ただ、姫路競馬は2020年に復活してからは開催時期が1月~3月の冬場限定。重賞レースも数が少なく、偉業を決めるには最難関の場だ。吉原寛人騎手は兵庫ウインターカップから3週連続で姫路重賞に参戦。兵庫ウインターカップは4着、白鷺賞は2着と王手のまま、今年最後の姫路重賞を迎えていた。
「今年のラストチャンスだったので背水の陣で挑みました。今年最後の姫路重賞で決められて嬉しかったです」
デビュー3年目の2003年に地元金沢で初重賞制覇を飾ると、名古屋、笠松、盛岡、川崎、船橋、大井、水沢、門別、浦和、園田、高知、佐賀、姫路の順で現存する地方競馬全14場の重賞をコンプリート。2021年のJBCクラシックで交流G1を制覇するなど、これまで積み重ねた地方重賞勝利数は「153」。優勝請負人の名に相応しい活躍を続けている。
「次は重賞200勝を目標に頑張ります」
前人未踏の記録を打ち立てた金沢の名手はさらなる記録を目指して、今年も各地を飛び回る。

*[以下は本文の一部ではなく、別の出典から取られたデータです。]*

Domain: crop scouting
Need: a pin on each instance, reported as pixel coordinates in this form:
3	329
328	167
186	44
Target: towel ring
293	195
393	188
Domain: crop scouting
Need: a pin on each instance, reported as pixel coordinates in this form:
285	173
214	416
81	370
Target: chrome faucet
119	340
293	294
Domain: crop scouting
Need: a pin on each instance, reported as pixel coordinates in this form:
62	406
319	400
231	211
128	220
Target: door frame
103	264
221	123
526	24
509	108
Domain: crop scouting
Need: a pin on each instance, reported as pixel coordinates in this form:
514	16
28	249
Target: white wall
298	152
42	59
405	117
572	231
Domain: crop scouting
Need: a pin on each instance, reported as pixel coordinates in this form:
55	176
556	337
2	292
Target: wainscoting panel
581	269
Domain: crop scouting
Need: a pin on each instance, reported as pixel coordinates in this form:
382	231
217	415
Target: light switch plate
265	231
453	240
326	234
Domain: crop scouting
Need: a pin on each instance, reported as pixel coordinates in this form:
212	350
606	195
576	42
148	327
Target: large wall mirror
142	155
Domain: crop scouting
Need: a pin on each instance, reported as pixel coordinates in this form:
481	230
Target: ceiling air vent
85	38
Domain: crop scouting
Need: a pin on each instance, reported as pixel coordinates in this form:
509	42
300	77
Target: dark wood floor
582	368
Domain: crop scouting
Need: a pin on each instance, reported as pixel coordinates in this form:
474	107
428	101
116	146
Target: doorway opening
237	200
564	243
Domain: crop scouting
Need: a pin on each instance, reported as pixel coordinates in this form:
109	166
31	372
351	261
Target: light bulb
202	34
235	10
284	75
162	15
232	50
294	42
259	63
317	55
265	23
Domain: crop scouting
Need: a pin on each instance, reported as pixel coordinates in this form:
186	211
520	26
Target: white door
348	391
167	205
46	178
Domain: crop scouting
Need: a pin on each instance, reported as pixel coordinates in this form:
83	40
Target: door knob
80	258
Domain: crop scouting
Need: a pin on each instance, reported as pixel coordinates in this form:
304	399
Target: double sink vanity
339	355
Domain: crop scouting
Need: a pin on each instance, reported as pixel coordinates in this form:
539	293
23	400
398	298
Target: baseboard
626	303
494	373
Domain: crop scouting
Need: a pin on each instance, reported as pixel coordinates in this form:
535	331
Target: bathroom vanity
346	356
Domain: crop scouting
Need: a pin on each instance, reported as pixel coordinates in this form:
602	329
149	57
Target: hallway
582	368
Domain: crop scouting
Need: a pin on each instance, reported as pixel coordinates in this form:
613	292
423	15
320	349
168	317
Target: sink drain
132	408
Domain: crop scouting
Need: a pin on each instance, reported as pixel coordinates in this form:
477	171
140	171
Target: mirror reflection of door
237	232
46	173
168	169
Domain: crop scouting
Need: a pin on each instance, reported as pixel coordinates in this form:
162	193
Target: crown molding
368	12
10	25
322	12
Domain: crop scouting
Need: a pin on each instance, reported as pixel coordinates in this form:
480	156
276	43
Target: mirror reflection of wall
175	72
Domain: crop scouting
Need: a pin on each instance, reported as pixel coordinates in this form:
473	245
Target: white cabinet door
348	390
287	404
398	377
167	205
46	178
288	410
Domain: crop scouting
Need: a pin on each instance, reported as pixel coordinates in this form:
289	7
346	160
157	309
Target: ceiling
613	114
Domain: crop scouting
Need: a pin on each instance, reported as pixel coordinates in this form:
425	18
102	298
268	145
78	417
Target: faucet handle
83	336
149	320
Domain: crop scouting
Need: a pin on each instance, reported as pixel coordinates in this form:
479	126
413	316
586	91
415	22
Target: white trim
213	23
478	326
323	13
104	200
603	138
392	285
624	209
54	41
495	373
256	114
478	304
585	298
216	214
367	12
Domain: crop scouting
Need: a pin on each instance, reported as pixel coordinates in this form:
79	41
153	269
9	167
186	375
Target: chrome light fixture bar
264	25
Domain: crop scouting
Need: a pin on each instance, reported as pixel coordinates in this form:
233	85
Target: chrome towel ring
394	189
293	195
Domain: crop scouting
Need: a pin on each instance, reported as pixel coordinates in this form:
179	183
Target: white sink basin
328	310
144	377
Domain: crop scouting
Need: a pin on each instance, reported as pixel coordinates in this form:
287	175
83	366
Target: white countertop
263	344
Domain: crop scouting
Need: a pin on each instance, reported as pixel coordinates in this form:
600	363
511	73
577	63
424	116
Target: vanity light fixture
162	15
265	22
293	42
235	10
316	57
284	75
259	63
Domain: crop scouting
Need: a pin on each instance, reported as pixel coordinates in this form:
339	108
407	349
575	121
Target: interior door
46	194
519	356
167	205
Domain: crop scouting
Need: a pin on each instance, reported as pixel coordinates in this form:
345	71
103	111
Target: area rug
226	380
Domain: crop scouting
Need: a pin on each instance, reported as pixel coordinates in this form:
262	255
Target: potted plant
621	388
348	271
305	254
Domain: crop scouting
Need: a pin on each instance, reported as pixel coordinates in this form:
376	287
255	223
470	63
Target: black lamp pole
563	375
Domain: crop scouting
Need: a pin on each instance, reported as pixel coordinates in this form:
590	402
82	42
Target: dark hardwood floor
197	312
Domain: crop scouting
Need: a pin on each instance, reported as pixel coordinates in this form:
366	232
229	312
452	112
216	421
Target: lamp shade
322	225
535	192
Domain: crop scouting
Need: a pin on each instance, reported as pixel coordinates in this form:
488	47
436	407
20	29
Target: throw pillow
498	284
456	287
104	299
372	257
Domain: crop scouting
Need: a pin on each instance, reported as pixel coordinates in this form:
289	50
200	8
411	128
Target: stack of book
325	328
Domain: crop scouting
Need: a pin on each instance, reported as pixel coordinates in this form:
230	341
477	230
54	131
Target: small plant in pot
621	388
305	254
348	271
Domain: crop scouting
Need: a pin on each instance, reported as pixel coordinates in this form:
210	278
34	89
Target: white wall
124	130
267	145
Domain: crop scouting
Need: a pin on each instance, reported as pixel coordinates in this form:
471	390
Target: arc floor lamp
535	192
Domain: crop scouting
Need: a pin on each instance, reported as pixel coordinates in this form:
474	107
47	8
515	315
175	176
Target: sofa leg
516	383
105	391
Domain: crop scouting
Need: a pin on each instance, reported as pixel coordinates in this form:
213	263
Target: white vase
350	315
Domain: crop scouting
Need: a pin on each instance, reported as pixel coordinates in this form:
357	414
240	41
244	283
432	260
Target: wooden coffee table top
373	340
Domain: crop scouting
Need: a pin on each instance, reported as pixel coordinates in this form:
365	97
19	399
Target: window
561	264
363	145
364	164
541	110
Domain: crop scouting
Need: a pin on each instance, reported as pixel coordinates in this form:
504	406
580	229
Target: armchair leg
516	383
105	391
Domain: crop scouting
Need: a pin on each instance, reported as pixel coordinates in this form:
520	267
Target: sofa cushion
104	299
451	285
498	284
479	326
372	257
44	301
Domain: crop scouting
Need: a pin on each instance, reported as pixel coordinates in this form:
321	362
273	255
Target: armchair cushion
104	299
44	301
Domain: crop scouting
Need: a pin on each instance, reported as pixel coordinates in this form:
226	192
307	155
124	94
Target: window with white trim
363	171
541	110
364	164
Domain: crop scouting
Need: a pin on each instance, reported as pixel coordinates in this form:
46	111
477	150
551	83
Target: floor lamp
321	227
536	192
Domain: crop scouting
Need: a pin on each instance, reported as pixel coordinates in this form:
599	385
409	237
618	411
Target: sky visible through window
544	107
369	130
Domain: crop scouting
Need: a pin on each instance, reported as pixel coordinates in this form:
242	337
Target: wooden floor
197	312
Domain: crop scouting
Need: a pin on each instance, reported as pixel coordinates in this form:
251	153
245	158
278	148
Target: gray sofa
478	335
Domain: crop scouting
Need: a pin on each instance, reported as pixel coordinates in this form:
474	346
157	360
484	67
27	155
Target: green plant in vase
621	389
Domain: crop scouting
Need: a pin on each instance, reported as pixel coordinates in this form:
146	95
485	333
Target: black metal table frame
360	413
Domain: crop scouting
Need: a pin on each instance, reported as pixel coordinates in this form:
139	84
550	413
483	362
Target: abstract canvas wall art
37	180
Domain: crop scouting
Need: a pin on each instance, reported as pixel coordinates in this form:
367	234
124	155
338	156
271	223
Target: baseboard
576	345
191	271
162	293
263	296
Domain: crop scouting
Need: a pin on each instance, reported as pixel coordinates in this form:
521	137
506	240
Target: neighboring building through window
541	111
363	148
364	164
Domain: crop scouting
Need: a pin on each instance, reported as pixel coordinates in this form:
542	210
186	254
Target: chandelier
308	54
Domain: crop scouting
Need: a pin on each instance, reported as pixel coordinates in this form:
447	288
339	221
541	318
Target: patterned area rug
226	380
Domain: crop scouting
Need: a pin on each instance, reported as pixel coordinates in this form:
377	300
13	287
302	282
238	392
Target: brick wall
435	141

初コンビを組んだリケアサブルは門別の新馬戦を勝った後は高知へ移籍。転入初戦を勝った後は高知2歳のNо.1ホース「プリフロオールイン」の壁に苦しんでいた。
「調教で跨ったことは無かったが、返し馬で凄く背中の良い馬だったので自信を持って乗りました。枠も良かったので行きたい馬を行かせて、外追走で自分の動きたいタイミングで動こうというプランでした。理想通りの展開になりましたね」
3番手の外で折り合うとダイジョバナイが動くと同時に浮上を開始。楽な手応えのまま併走に持ち込んだ。
「内のワンウォリアーを見ながらどのタイミングで抜け出そうかと考えていました。ダイジョバナイを楽に逃がすと手強いので早めに捕まえにいきました。後ろにいたワンウォリアーも不気味でしたが、手応え良く抜け出して最後まで良い脚を使ってくれました」
去年7月の高知条件戦以来の勝利を重賞レースで飾ったリケアサブル。弾みをつけて高知最強馬と再激突となる。
「高知に強い馬がいますけど、これからさらに良くなる馬です。今後の活躍に期待したいです」と将来性に期待している。
総評
「成長途している段階ですが初の遠征競馬で結果を残せたのは大きいです」と笑みがこぼれた。
「久々でしたけど入念に乗り込めていました。輸送で馬体は減りましたが力を発揮していくれました」と、昨年末の金の鞍賞以来の実戦となったが不安は無かった。
「次走は未定。オーナーと相談してから決めますが将来が楽しみです」。本州に渡って初タイトルを掴んだリケアサブルの更なる飛躍に期待したい。
近年、高知は全国でも通用する馬を多数輩出している。2023年に高知三冠を達成したユメノホノオを筆頭に、昨年の六甲盃でラッキードリームを撃破したグリードパルフェ。羽田盃を勝っているトランセンデンスは先週の白鷺賞2着と復活の狼煙を挙げた。
今回の兵庫ユースカップは来月28日に園田競馬場で行われる新設重賞、第1回ネクストスター西日本(1400m)、3歳短距離路線の頂点を決める戦いに生まれ変わった第25回兵庫チャンピオンシップ(4月29日・園田1400m)に向けての重要なステップレースとなる。
今回は重賞3勝馬で無敗のマミエミモモタロー、園田ジュニアカップ勝ち馬のマルカイグアスが不在。2頭に待ったをかける新星の登場を期待されていたが、結果は高知の重賞で善戦していた2頭に完敗。1月の兵庫クイーンセレクションに続き遠征勢にタイトルを奪取されてしまった。まだ重賞に登場していない素質馬もいるだけに兵庫勢の奮起に期待したい。